Reconstruction and the Black Codes

Reconstruction means to be in the process of rebuilding. For America, reconstruction is the restoration of the Union, the transformation of Southern society, and the progression of rights. The 1860s was the time of Reconstruction. 

Abraham Lincoln introduced the Emancipation Proclamation that changed the lives of black people slightly. In 1865, Lincoln proposed limiting suffrage for African Americans, and his plans for Reconstruction passed onto Andrew Johnson. 

In 1865, under Johnson’s Reconstruction policies, former Confederate states were required to continue abolishing slavery. 

Johnson supported state rights and believed that the government had no say in matters at the state level. The former Confederate States were ruled by white farmers, and they had more say on how their government was rebuilt.

The results were a system varying from different states restricting and requiring African Americans in America to have documentation to stop them from owning their land, business, or working. 

In 1865, South Carolina and Mississippi enacted the first Black Codes. After that, many Southern states followed and enacted their codes.

 The South adopted many of the Black Codes in the form of Jim Crow Laws (from 1865 until 1968), not abolished until the Civil Rights Act of 1964.

The Black Codes granted certain freedoms to African Americans, such as the right to buy and own property, marry, make contracts, or testify in court. 
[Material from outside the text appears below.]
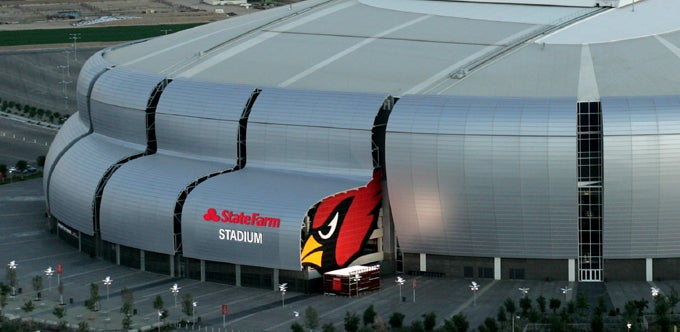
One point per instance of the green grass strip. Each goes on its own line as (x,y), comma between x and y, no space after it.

The codes restricted black people’s activity, aiming to regulate the lives of black people’s restrictive freedom. A few examples are, limiting what kinds of property they can buy or what type of employment they received, essentially enforcing them onto African Americans.

Examining the Black Codes today has had an enormous impact on today’s society, including the ratification of the 14th and 15th Amendments and the foundation of the Civil Rights Movement.